Un phénomène complexe qui varie selon chaque milieu
La résilience peut se manifester par un retour naturel d’individus rares, lorsque les conditions sont réunies. Là où la nature rime avec diversité écosystémique, qu’il s’agisse d’une forêt ou d’un bord de rivière, ces milieux vivants et accueillants sont autant de possibilités supplémentaires pour les animaux et végétaux d’étendre leur territoire. Ainsi en est-il du castor dans le Parc naturel régional des Baronnies provençales qui a su, avec le temps, recoloniser la vallée du Rhône. La présence d’une espèce agrandit naturellement les différentes chaines alimentaires et un nouvel équilibre s’installe de lui-même.
De son côté, l’Homme peut chercher à améliorer la résilience des écosystèmes qui l’entourent, en restaurant les fonctionnalités écologiques, grâce notamment à des réintroductions. A titre de référence, le ministère de la transition écologique a invité le Parc à évaluer les impacts liés à la réintroduction des vautours dans les années 90. De la fonction écologique* à la fonction culturelle, diverses activités interagissent à leur manière avec l’espèce. Les vautours ont une fonction écosystémique indéniable et ce sont quelques 18 messages clés qui ont été révélés à travers cette étude. Menée par Romain Barou alors en mission pour le parc en 2018, il a pu mettre en valeur des indicateurs écologiques, culturels, socio-économiques et technologiques, qui en font un cas d’école incitant d’autres territoires à initier à leur tour des programmes de réintroduction.
A Saint-Sauveur-Gouvernet où vit actuellement Romain Barou, le jeune homme se fait le garant d’une biodiversité préservée autour de la ferme. Ainsi constate-t-il régulièrement à l’aide de pièges photos qu’il pose pour le plaisir de la présence de cerfs, blaireaux, chevreuils, pinsons, rouges-gorges et autres campagnols. Lui qui a travaillé avec l’association Vautours en Baronnies après avoir rejoint le Parc naturel régional des Baronnies provençales connaît bien les vautours et tous les bénéfices que les autres espèces, et l’homme en particulier, peuvent en retirer.

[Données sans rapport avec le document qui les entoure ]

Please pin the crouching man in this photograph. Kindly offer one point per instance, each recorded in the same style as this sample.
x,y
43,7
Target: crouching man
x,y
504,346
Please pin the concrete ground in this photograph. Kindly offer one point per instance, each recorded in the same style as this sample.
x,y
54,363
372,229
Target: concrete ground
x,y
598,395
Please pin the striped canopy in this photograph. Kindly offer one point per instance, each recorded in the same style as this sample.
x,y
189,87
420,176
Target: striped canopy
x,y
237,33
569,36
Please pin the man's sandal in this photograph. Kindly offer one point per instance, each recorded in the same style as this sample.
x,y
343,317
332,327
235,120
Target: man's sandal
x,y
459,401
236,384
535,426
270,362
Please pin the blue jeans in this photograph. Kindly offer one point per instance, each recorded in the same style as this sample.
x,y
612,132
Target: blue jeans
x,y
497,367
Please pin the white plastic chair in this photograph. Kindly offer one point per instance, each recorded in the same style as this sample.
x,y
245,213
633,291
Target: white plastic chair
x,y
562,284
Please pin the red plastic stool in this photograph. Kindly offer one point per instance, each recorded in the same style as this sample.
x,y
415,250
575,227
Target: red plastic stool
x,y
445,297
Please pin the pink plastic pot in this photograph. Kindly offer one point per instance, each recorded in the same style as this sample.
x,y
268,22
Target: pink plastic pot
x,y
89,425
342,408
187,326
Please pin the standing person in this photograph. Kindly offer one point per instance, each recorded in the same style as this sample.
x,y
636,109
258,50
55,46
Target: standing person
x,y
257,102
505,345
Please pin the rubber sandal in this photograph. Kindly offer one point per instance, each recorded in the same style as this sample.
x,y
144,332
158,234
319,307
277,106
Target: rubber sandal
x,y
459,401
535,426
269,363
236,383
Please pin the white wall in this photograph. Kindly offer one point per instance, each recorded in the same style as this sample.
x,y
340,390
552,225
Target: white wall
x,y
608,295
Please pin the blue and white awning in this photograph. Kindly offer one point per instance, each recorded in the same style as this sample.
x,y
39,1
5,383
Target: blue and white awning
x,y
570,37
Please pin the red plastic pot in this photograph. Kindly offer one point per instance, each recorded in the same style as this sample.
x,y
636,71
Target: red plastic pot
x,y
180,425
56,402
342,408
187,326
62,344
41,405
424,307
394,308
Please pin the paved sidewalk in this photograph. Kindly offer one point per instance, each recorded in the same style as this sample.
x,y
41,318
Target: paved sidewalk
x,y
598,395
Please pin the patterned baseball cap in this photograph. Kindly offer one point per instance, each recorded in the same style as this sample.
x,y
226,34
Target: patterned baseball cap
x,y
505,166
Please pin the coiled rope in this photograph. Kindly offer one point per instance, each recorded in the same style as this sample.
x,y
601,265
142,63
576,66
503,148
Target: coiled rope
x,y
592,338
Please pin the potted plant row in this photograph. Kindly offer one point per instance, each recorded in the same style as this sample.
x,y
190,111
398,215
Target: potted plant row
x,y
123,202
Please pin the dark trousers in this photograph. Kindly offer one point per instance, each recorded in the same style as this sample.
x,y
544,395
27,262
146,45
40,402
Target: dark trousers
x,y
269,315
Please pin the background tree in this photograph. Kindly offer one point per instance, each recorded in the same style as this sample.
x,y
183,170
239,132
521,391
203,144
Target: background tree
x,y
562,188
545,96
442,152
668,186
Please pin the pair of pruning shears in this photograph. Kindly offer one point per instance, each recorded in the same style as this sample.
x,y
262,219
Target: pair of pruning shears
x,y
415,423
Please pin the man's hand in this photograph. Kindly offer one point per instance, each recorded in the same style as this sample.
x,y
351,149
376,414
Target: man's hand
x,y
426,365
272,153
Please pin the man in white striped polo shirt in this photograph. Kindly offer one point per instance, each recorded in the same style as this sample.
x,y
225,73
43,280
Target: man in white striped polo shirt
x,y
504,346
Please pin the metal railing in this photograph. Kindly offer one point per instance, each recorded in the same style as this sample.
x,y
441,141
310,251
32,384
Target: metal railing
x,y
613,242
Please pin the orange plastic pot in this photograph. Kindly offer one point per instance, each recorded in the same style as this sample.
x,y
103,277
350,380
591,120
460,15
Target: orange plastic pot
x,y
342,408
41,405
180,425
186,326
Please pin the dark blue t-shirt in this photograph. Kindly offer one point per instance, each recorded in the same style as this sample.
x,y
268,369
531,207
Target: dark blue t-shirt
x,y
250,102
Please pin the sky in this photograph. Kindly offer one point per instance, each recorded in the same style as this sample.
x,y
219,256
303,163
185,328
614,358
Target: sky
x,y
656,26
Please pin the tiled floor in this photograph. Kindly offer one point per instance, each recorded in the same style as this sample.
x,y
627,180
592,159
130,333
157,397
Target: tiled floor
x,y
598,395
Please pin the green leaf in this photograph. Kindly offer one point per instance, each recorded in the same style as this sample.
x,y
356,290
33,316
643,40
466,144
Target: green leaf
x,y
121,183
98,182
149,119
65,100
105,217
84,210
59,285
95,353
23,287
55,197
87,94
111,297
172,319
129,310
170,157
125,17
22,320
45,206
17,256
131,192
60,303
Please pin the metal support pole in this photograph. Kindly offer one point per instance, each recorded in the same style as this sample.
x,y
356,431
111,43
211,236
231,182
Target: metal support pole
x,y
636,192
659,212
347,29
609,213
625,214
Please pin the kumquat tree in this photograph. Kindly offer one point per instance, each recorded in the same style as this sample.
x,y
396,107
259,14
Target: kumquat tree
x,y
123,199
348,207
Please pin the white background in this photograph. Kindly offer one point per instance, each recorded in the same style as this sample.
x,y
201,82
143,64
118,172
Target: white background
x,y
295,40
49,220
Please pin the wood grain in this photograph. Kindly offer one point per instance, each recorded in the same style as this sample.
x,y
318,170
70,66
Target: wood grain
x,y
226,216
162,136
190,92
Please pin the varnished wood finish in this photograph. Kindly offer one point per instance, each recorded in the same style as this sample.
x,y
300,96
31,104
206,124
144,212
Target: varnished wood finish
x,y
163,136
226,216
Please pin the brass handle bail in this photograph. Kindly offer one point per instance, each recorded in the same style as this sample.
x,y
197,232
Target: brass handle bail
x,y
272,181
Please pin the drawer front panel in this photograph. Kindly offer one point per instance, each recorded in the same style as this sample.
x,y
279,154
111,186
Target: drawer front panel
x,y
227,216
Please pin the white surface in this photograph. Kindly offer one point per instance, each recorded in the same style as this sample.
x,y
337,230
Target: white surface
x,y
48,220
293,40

Le travail de Romain a ainsi montré qu’en croisant les approches et en évaluant les avantages et les contraintes, on peut révéler la place que le vivant occupe dans la vie quotidienne de nombreux habitants du Parc. A travers des programmes de réintroduction, nature et culture sont de nouveau réunies pour ne former qu’un tout, un écosystème bel et bien vivant où l’interdépendance règne tout en offrant à la nature un espace de liberté grandiose. Les bénéfices pour les espèces sont immenses, et les ricochets peuvent aussi permettre des évolutions économiques, sociales ou culturelles non négligeables pour l’Homme. Ne nous méprenons pas pour autant, si la résilience rime avec une biodiversité riche, cela n’implique pas un retour nécessaire à l’état originel. En effet, rares sont les milieux ayant subi une perturbation pouvant retourner à leur état antérieur. Néanmoins la nature jouit de cette aptitude à pouvoir s’adapter. Quant à l’homme, souvent pivot dans les processus rapides, il ne peut pas toujours réparer ce qu’il a détruit. Le défrichement d’une forêt nécessitera plusieurs cycles avant de se régénérer, et le retour à un écosystème riche pourra parfois demander des siècles, voire des millénaires.
*Dans les Alpes et dans les autres régions où l’espèce est présente, la population de vautours fauves permet chaque année l’élimination de plusieurs centaines de tonnes d’animaux d’élevage morts. Ainsi il n’est plus nécessaire de transporter les carcasses dans des grands centres d’équarrissage situés dans d’autres régions de France. Les effets se font ressentir tant auprès des éleveurs qui sont économiquement gagnants, et participent ainsi à la réduction de la pollution que la chaîne classique impose.